Soybean bears continue to talk about cooperative weather across most of the U.S., basis bids weakening and drying up across the country, and longer-term fears and uncertainty surrounding Chinese demand. Not only is there fear surrounding trade negotiations, but there is more nearby fear surrounding weakening hog prices both here at home and in China. The fear in China is that a spreading African Swine Fever disease has already prompted over 20,000 pigs to be culled and is promoting many smaller producers to flood the slaughter market with supply in fear the government might find similar problems or contagion in their stock. The Pro Farmer Crop Tour posted results for the third leg of their tour: Illinois’s average soybean pod estimate for a 3×3′ area was forecast at 1328.91, up +6.6% from last year’s 1230.77 average pod count. The USDA is currently forecasting the Illinois average soybean yield at 64 bushels per acre vs. 58.0 last year. The Western Iowa numbers were released, with the tour forecasting the 3×3′ average pod count higher in all three regions. In fact, up +27% from last year in the Southwestern portions of the state. The Western and Northwestern portions of the state seem to be up +10% compared to last year. The technical trend for Nov beans is negative. The short term target is 861-3. A close over 891.25 would be constructive. Short November beans, system traders will find buy stops around 886.5. Down two consecutive sessions, Nov beans haven’t closed lower three days in a row since July 11th.

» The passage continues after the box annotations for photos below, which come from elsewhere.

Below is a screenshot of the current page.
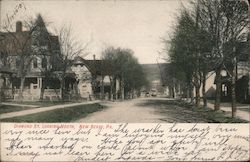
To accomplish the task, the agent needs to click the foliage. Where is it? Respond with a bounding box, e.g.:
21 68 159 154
102 47 148 97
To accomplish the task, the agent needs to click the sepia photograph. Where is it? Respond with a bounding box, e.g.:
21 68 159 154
0 0 250 162
0 0 250 123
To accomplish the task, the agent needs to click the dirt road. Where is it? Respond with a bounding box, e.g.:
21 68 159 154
75 98 207 123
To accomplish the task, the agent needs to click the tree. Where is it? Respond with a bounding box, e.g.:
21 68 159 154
103 47 148 99
56 25 91 99
166 0 248 117
199 0 248 117
0 15 45 100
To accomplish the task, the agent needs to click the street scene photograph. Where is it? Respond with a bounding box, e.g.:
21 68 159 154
0 0 250 123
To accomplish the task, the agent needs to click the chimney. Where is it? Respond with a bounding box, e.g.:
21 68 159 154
16 21 22 32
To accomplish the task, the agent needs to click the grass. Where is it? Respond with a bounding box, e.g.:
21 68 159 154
0 104 31 114
5 101 74 107
1 103 104 123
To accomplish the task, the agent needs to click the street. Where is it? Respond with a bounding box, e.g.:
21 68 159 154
74 98 211 123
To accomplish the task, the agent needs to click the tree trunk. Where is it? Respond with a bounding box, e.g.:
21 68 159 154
109 77 114 101
121 78 124 100
202 72 207 108
231 66 237 118
195 84 201 107
60 78 65 100
40 77 46 100
214 68 222 111
19 77 25 101
189 83 194 103
101 76 105 100
40 86 45 100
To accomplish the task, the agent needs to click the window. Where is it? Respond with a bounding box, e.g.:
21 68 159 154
16 58 20 68
42 58 47 68
33 58 37 68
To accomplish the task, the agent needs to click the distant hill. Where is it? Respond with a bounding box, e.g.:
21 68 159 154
141 63 168 83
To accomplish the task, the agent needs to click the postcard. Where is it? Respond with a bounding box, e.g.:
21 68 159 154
0 0 250 162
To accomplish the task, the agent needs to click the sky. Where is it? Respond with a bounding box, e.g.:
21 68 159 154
0 0 183 64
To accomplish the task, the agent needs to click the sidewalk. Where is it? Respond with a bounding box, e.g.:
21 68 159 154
207 103 250 121
0 101 100 119
1 102 40 108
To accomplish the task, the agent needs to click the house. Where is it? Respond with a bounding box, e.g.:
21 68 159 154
202 34 250 103
71 55 120 100
0 65 13 101
0 15 76 100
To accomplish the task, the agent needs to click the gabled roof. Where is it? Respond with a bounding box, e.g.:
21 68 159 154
72 57 114 75
0 31 31 54
0 66 14 74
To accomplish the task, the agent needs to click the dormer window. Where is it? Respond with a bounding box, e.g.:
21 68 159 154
42 57 47 68
33 58 37 69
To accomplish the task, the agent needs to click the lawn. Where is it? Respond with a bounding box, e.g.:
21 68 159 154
1 103 104 123
9 101 75 107
0 104 31 114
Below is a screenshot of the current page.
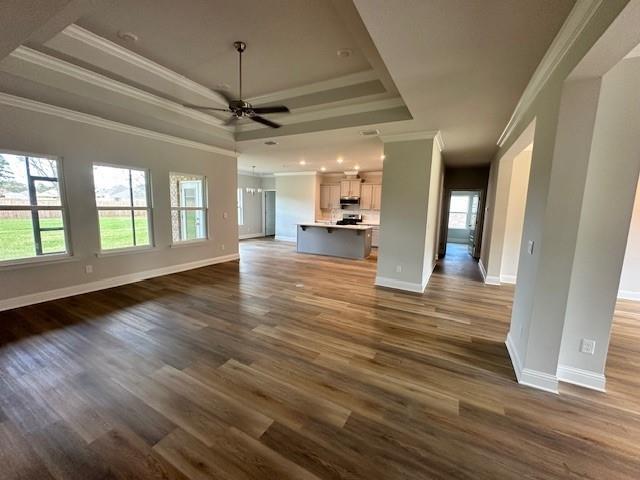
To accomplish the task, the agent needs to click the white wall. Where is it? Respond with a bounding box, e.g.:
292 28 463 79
0 106 238 308
500 149 531 283
422 142 444 283
276 173 320 242
376 139 442 292
618 175 640 301
238 174 263 238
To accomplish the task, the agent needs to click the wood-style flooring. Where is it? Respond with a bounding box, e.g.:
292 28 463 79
0 240 640 480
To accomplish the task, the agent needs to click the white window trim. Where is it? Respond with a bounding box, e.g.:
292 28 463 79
0 149 73 269
236 187 244 227
169 172 210 248
91 162 156 253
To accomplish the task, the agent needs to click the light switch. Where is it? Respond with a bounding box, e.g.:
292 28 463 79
527 240 533 255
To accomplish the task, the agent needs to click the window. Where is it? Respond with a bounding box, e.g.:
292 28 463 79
238 188 244 225
169 173 207 242
0 153 69 262
449 194 469 229
93 165 152 251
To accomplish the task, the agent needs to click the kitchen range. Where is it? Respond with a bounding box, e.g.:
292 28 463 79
297 213 373 259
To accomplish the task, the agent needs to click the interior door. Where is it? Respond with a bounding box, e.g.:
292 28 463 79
178 180 204 239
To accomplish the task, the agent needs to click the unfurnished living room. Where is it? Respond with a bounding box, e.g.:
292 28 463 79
0 0 640 480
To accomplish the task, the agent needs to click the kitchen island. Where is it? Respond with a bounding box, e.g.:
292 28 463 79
297 223 372 258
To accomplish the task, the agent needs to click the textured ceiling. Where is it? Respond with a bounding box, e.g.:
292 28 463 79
78 0 371 97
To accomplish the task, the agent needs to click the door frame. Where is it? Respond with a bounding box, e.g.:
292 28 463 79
262 188 277 237
442 188 485 259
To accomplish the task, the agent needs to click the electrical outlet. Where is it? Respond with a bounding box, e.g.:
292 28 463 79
527 240 534 255
580 338 596 355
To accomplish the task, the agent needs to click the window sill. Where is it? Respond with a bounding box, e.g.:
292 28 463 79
96 246 159 258
0 253 78 270
169 238 209 248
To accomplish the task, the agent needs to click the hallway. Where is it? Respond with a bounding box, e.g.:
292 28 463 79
434 243 482 282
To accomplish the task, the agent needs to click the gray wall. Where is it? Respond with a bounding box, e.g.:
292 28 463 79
0 106 238 301
238 173 263 238
276 174 320 241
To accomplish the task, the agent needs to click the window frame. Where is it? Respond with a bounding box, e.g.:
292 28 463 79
169 172 209 247
0 149 73 267
91 162 155 253
236 187 244 227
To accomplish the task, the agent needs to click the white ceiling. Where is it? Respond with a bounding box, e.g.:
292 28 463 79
238 128 384 173
0 0 574 172
354 0 574 165
78 0 371 97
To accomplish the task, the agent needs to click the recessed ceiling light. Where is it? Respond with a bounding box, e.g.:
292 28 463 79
360 128 380 137
118 30 138 43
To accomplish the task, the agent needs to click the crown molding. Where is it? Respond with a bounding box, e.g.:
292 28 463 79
497 0 603 147
238 168 273 178
273 171 318 177
0 92 238 158
380 130 444 144
6 46 230 134
50 24 227 108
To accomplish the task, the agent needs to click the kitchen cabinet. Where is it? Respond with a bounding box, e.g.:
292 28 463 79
360 183 382 210
360 183 373 210
320 184 340 210
340 180 361 197
371 227 380 247
371 185 382 210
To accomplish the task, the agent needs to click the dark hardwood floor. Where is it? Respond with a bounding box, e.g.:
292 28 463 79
0 240 640 480
435 243 483 282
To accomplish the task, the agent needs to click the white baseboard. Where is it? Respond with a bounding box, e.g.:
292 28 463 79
505 332 558 394
238 232 264 240
0 253 240 311
275 235 298 243
556 365 607 392
618 290 640 302
375 276 429 293
478 259 500 285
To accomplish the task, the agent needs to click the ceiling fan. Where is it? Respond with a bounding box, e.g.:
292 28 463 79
184 42 289 128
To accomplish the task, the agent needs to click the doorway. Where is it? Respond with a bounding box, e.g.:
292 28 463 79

485.007 million lbs. of beef were in frozen storage at the end of July, up 12% from year-ago levels and up 8% from the end of June. I’m told that frozen poultry stocks increased in July, climbing to 1.471 billion lbs., a 1% increase from June 30 and a 5% rise versus year-ago. Pork stocks managed to finish at 548.053 million lbs. in the nation’s freezers as of July 31, which represented a 1% decline from year-ago and a 2% drop from the end of June.